La predisposizione alla lotta, sopra e sott’acqua, la velocità di trasferimento da e per l’attacco. La capacità di leggere il gioco prima degli altri, di liberarsi e ricevere-deviare a rete un pallone che sorvola la testa del diretto avversario.
Immagina allora la quiete prima della tempesta.
Immagina di estraniarti dal rumore di ciò che ti circonda, e di restare solo con il rito pre-partita che consumi sul bordo vasca per avvicinarti alla battaglia: il sapone da strofinare sulle mani per aumentarne il grip, il copricostume, da infilare e stringere con maniacale precisione, la calottina da infilare, prendendo la misura con il mento prima di annodarla. Ti siedi, apri il contenitore delle lenti a contatto e con calma e la perizia di un chirurgo le applichi agli occhi.
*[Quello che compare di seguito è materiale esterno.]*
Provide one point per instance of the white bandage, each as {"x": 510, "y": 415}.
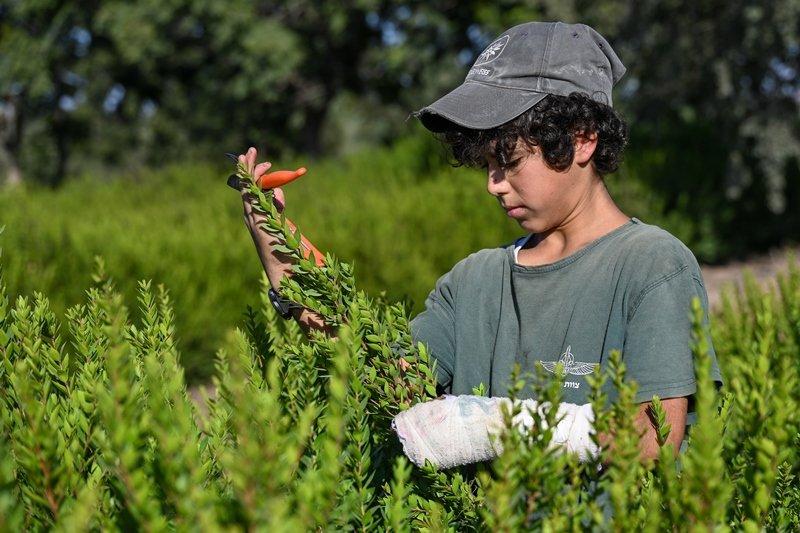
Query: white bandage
{"x": 458, "y": 430}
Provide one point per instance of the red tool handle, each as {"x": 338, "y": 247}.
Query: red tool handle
{"x": 282, "y": 177}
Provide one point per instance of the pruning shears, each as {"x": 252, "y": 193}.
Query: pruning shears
{"x": 278, "y": 179}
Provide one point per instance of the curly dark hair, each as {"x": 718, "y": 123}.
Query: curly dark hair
{"x": 552, "y": 125}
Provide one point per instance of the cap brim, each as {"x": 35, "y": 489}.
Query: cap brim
{"x": 477, "y": 106}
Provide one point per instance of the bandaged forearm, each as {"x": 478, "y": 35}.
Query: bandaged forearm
{"x": 458, "y": 430}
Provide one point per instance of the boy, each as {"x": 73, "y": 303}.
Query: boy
{"x": 535, "y": 111}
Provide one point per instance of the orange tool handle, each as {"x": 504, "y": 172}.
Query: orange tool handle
{"x": 280, "y": 178}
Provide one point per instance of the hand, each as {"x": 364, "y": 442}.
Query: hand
{"x": 276, "y": 264}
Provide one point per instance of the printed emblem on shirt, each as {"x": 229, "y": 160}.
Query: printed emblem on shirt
{"x": 571, "y": 367}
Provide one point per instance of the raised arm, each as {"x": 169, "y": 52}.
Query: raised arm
{"x": 277, "y": 265}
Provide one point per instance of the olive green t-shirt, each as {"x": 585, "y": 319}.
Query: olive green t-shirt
{"x": 630, "y": 290}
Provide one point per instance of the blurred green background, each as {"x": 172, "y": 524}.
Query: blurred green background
{"x": 114, "y": 117}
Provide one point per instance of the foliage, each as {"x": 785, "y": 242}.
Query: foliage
{"x": 99, "y": 432}
{"x": 711, "y": 89}
{"x": 183, "y": 226}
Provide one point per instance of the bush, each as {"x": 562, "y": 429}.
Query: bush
{"x": 99, "y": 432}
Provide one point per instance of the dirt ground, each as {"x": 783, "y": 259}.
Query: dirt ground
{"x": 764, "y": 267}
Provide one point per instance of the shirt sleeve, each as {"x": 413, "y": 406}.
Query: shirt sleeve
{"x": 435, "y": 328}
{"x": 657, "y": 350}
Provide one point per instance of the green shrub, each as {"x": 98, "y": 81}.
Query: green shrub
{"x": 99, "y": 432}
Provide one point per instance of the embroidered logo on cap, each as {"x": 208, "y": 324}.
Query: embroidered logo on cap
{"x": 492, "y": 51}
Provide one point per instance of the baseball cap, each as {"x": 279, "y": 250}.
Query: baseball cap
{"x": 520, "y": 68}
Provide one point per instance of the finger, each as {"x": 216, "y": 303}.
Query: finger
{"x": 251, "y": 159}
{"x": 261, "y": 169}
{"x": 278, "y": 199}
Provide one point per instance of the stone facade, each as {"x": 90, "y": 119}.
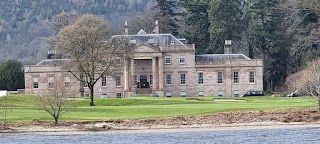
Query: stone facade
{"x": 164, "y": 65}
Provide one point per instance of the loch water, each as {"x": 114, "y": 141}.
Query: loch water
{"x": 256, "y": 136}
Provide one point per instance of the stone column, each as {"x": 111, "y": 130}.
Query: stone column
{"x": 126, "y": 76}
{"x": 132, "y": 75}
{"x": 154, "y": 75}
{"x": 161, "y": 78}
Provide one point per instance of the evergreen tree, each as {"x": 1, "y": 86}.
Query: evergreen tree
{"x": 11, "y": 75}
{"x": 197, "y": 24}
{"x": 225, "y": 17}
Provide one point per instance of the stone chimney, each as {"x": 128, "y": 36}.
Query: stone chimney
{"x": 227, "y": 47}
{"x": 156, "y": 29}
{"x": 126, "y": 30}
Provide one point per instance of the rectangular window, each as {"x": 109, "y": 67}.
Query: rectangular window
{"x": 104, "y": 81}
{"x": 168, "y": 79}
{"x": 167, "y": 59}
{"x": 182, "y": 59}
{"x": 201, "y": 93}
{"x": 235, "y": 77}
{"x": 236, "y": 93}
{"x": 118, "y": 80}
{"x": 35, "y": 82}
{"x": 220, "y": 77}
{"x": 150, "y": 80}
{"x": 183, "y": 93}
{"x": 168, "y": 94}
{"x": 51, "y": 82}
{"x": 183, "y": 79}
{"x": 85, "y": 81}
{"x": 251, "y": 77}
{"x": 67, "y": 81}
{"x": 200, "y": 78}
{"x": 119, "y": 95}
{"x": 118, "y": 61}
{"x": 220, "y": 92}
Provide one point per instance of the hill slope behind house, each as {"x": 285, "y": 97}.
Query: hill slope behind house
{"x": 24, "y": 28}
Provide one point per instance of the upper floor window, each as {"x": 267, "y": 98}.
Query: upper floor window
{"x": 150, "y": 79}
{"x": 118, "y": 61}
{"x": 236, "y": 93}
{"x": 168, "y": 79}
{"x": 200, "y": 77}
{"x": 35, "y": 82}
{"x": 67, "y": 81}
{"x": 167, "y": 59}
{"x": 251, "y": 76}
{"x": 182, "y": 59}
{"x": 104, "y": 81}
{"x": 220, "y": 77}
{"x": 51, "y": 82}
{"x": 235, "y": 77}
{"x": 118, "y": 80}
{"x": 183, "y": 78}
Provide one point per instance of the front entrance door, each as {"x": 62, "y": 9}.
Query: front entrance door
{"x": 144, "y": 81}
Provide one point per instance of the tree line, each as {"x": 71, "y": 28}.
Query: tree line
{"x": 283, "y": 33}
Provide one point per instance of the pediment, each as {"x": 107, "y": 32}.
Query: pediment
{"x": 146, "y": 49}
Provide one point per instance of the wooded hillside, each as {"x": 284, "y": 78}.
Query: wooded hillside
{"x": 24, "y": 28}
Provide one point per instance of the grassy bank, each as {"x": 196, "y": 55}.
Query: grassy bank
{"x": 24, "y": 107}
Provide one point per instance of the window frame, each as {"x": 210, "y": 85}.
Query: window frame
{"x": 150, "y": 80}
{"x": 119, "y": 95}
{"x": 182, "y": 58}
{"x": 183, "y": 81}
{"x": 252, "y": 77}
{"x": 219, "y": 79}
{"x": 104, "y": 81}
{"x": 183, "y": 93}
{"x": 35, "y": 84}
{"x": 67, "y": 82}
{"x": 236, "y": 77}
{"x": 118, "y": 81}
{"x": 200, "y": 78}
{"x": 168, "y": 81}
{"x": 220, "y": 93}
{"x": 51, "y": 82}
{"x": 165, "y": 60}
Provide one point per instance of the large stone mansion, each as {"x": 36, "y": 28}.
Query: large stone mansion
{"x": 165, "y": 66}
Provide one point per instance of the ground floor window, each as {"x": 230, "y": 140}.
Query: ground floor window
{"x": 118, "y": 80}
{"x": 168, "y": 94}
{"x": 183, "y": 79}
{"x": 35, "y": 82}
{"x": 168, "y": 79}
{"x": 150, "y": 80}
{"x": 119, "y": 95}
{"x": 201, "y": 93}
{"x": 220, "y": 93}
{"x": 51, "y": 82}
{"x": 183, "y": 93}
{"x": 236, "y": 93}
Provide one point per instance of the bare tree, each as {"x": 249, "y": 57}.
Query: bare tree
{"x": 309, "y": 81}
{"x": 6, "y": 108}
{"x": 58, "y": 98}
{"x": 92, "y": 55}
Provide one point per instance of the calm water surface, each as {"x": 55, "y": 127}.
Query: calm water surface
{"x": 268, "y": 136}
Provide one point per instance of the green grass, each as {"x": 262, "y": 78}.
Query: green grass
{"x": 24, "y": 107}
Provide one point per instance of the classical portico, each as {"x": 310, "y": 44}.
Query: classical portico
{"x": 143, "y": 72}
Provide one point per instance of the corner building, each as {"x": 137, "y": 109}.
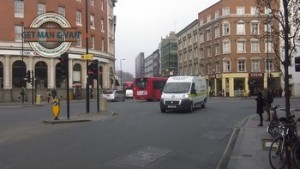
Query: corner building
{"x": 229, "y": 46}
{"x": 17, "y": 56}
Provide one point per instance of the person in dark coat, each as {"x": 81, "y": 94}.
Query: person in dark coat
{"x": 260, "y": 107}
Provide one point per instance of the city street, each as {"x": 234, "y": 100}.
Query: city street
{"x": 138, "y": 136}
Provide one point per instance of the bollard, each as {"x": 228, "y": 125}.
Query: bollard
{"x": 38, "y": 99}
{"x": 103, "y": 104}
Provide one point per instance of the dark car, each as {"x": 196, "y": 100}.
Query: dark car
{"x": 114, "y": 95}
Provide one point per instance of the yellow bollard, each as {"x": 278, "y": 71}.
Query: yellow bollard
{"x": 55, "y": 108}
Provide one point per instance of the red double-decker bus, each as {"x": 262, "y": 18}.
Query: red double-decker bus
{"x": 148, "y": 88}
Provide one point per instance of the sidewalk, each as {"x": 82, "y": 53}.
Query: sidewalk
{"x": 251, "y": 146}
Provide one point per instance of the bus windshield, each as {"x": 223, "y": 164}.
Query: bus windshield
{"x": 141, "y": 83}
{"x": 181, "y": 87}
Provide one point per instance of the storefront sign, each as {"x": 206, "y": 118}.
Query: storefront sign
{"x": 256, "y": 75}
{"x": 50, "y": 35}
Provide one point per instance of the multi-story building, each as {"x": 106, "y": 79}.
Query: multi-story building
{"x": 94, "y": 22}
{"x": 234, "y": 54}
{"x": 168, "y": 57}
{"x": 152, "y": 64}
{"x": 140, "y": 65}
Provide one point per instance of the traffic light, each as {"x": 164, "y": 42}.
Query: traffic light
{"x": 63, "y": 60}
{"x": 297, "y": 64}
{"x": 93, "y": 70}
{"x": 28, "y": 76}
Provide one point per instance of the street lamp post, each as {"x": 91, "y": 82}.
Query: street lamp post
{"x": 121, "y": 73}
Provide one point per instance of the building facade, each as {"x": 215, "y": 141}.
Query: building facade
{"x": 152, "y": 64}
{"x": 231, "y": 49}
{"x": 168, "y": 57}
{"x": 96, "y": 26}
{"x": 140, "y": 65}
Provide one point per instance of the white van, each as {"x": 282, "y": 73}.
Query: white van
{"x": 183, "y": 93}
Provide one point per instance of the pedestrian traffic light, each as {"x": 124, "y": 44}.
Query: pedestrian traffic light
{"x": 63, "y": 60}
{"x": 92, "y": 70}
{"x": 297, "y": 64}
{"x": 28, "y": 77}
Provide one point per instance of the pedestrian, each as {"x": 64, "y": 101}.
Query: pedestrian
{"x": 22, "y": 93}
{"x": 54, "y": 93}
{"x": 48, "y": 94}
{"x": 260, "y": 102}
{"x": 268, "y": 97}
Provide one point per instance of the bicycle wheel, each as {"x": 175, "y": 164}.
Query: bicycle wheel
{"x": 272, "y": 127}
{"x": 296, "y": 154}
{"x": 277, "y": 154}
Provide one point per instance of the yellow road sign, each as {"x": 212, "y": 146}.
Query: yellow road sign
{"x": 87, "y": 57}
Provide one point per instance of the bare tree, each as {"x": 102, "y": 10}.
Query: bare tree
{"x": 284, "y": 17}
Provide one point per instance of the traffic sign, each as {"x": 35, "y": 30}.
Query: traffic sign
{"x": 87, "y": 57}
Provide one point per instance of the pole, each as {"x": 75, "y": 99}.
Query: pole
{"x": 98, "y": 99}
{"x": 68, "y": 88}
{"x": 32, "y": 86}
{"x": 87, "y": 62}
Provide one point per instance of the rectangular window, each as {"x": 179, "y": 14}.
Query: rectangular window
{"x": 18, "y": 33}
{"x": 254, "y": 28}
{"x": 241, "y": 66}
{"x": 240, "y": 29}
{"x": 217, "y": 14}
{"x": 269, "y": 65}
{"x": 61, "y": 10}
{"x": 78, "y": 18}
{"x": 255, "y": 67}
{"x": 19, "y": 8}
{"x": 208, "y": 51}
{"x": 79, "y": 41}
{"x": 254, "y": 10}
{"x": 241, "y": 47}
{"x": 240, "y": 10}
{"x": 92, "y": 21}
{"x": 226, "y": 66}
{"x": 208, "y": 34}
{"x": 217, "y": 32}
{"x": 217, "y": 49}
{"x": 41, "y": 8}
{"x": 92, "y": 42}
{"x": 201, "y": 40}
{"x": 226, "y": 47}
{"x": 269, "y": 47}
{"x": 102, "y": 25}
{"x": 208, "y": 19}
{"x": 226, "y": 11}
{"x": 255, "y": 47}
{"x": 226, "y": 29}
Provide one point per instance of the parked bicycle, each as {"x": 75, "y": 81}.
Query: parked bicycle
{"x": 281, "y": 146}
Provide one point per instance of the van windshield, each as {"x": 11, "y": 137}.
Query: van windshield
{"x": 179, "y": 87}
E’ il momento: ti tuffi a occhi chiusi, li riapri lentamente per lasciare che le lenti facciano presa, guardi il mondo sommerso attorno a te, fatto di gambe che si muovono, di corpi in entrata dall’alto, di bolle.
Ora sei veramente pronto. Il fischio d’inizio è appena sfumato e tu sei già al centro, lotti sopra e sott’acqua, con energia, con violenza. Arriva il pallone, ma già 3 avversari sono sopra di te, uno ti affonda con la palla in mano, l’altro usa i tuoi lombari come trampolino per ripartire, spostandoti con forza.
Riemergi, riparti.
Tocca ancora a te, questa volta la palla è tua, giri l’avversario che non ci sta e ti strappa la calottina. E’ rigore, certo, ma la calottina è da buttare.
La cambi, ma non sarà l’unica cosa a non vedere la fine della partita, perché poco dopo anche il copricostume, lacerato, sarà da cambiare e ci sarà tempo perfino per mostrare graffi e lividi su braccia, gambe e schiena.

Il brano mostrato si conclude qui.